Pancreatic ductal adenocarcinoma (PDAC) poses a serious clinical challenge, demanding further exploration of its pathogenesis and therapeutic targets for metastasis, the main cause of mortality. Here, we identify STN1, a CST complex member crucial for maintaining telomere lengths and genome stability, as a key factor in promoting PDAC metastasis. Elevated STN1 levels correlate with poor patient survival, with oncogenic protein HOXB7 as an upstream transcription factor regulating STN1. Utilizing multiple PDAC experimental models, we discover STN1's role in promoting metastasis by functioning as an upstream factor in epithelial-mesenchymal transition (EMT).
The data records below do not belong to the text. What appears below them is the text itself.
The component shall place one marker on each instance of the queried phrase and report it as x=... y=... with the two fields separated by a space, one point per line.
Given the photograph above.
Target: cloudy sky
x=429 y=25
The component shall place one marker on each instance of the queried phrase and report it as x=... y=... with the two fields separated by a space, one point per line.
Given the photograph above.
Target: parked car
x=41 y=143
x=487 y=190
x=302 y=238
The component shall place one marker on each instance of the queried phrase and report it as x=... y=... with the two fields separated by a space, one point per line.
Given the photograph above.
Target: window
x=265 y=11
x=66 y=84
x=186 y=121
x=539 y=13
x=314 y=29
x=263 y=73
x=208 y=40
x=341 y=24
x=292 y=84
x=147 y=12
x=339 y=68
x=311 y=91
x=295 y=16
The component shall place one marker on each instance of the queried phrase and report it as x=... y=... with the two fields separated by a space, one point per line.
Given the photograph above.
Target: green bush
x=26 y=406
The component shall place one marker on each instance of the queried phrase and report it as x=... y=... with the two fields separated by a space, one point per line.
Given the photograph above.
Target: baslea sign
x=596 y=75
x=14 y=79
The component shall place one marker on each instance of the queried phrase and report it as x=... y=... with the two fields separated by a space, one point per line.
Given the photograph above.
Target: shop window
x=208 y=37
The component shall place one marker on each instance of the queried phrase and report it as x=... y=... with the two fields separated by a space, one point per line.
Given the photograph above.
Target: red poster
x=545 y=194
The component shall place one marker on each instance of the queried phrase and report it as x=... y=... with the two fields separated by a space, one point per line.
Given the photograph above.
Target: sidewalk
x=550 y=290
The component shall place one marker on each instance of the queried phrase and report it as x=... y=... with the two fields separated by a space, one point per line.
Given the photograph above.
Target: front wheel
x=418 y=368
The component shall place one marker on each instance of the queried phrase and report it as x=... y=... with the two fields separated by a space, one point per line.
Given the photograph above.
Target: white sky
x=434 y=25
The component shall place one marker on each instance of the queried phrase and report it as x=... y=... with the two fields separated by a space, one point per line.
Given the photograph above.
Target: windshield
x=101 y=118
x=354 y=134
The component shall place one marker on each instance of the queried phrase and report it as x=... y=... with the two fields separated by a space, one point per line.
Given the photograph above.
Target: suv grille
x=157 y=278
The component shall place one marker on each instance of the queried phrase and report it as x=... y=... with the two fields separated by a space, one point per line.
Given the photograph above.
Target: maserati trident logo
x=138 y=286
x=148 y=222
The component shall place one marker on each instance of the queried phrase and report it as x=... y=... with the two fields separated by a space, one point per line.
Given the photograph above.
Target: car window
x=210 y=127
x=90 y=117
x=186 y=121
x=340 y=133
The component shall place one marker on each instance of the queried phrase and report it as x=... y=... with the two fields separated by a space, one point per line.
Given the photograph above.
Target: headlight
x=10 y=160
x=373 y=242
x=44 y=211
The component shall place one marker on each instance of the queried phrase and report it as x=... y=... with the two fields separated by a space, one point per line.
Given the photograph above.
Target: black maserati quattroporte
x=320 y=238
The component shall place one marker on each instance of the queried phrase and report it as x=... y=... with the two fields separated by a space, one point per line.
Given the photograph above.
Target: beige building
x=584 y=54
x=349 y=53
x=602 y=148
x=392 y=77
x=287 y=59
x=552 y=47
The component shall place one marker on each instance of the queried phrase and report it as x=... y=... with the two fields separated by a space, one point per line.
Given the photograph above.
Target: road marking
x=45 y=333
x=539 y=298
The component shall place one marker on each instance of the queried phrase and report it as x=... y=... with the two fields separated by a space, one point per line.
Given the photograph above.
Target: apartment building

Our mechanistic evidence suggests that during transcription, STN1 binds to structurally displaced single-stranded DNA flanking the R-loop, recruiting STAT3 to activate ZEB1 transcription independent of its known telomere maintenance function. Notably, STAT3 inhibitors show enhanced efficiency in restraining metastatic potential in STN1-overexpressed PDAC cells, offering a potential therapeutic avenue for targeting metastasis in STN1-overexpressed PDAC patients facing an unfavorable prognosis.